1. Write code to calculate each of the standard error estimators from above. Then simulate one draw of the simulation design with $$n_1 = 3$$ and $$\sigma = 0.5$$ and use it to check your work by comparing against the standard errors provided by lm() and lm_robust(). They should match exactly.
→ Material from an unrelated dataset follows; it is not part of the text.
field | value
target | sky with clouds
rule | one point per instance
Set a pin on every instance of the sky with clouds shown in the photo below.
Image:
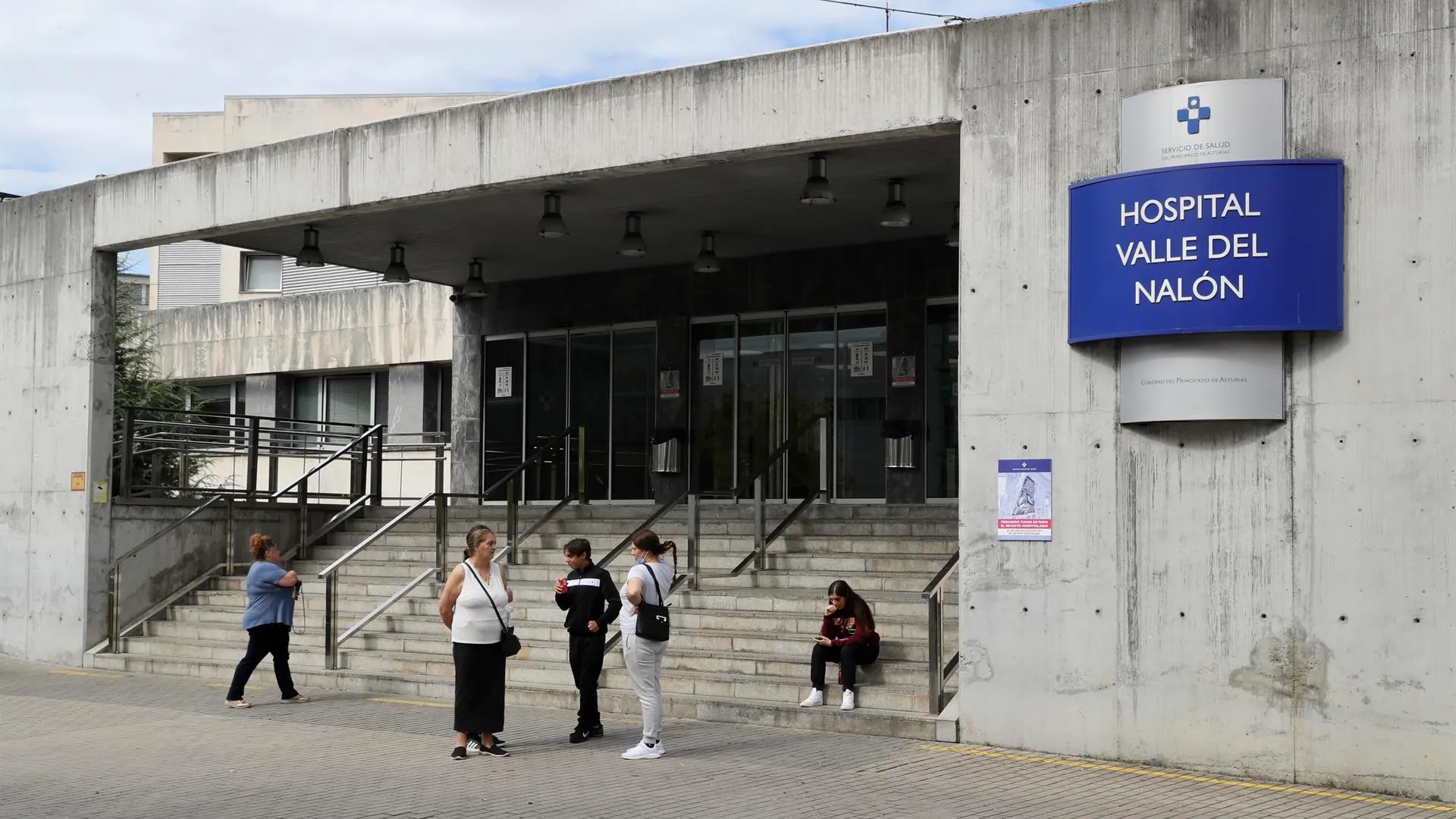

2. Carry out a simulation study with $$n_1 = 3$$ and $$\sigma = 0.5$$ to answer the following questions:

1. What is the mean of the sampling distribution of $$\widehat{\beta}$$?
2. What is the true standard error of $$\widehat{\beta}$$? (In other words, what is the standard deviation of the sampling distribution of $$\widehat{\beta}$$?)
3. Like $$\widehat{\beta}$$, each of the five standard errors from above has its own sampling distribution. What are the means and standard deviations of these distributions?
4. Given a point estimate $$\widehat{\beta}$$ and standard error estimate $$\widehat{\text{SE}}$$ we can form a t-ratio $$|\widehat{\beta}|/\widehat{\text{SE}}$$ to test the null hypothesis $$H_0\colon \beta =0$$ against the two-sided alternative. In our simulation design $$\beta = 0$$ so a 5% test should reject the null 5% of the time. If you base your test on a standard normal critical value, what is the actual rejection rate of a nominal 5% test for each of the five standard error estimators?
3. Repeat the preceding for $$n_1 = 3$$ and $$\sigma = 0.85$$.

4. Repeat the preceding for $$n_1 = 3$$ and $$\sigma = 1$$.

5. Briefly discuss your results from the preceding three parts.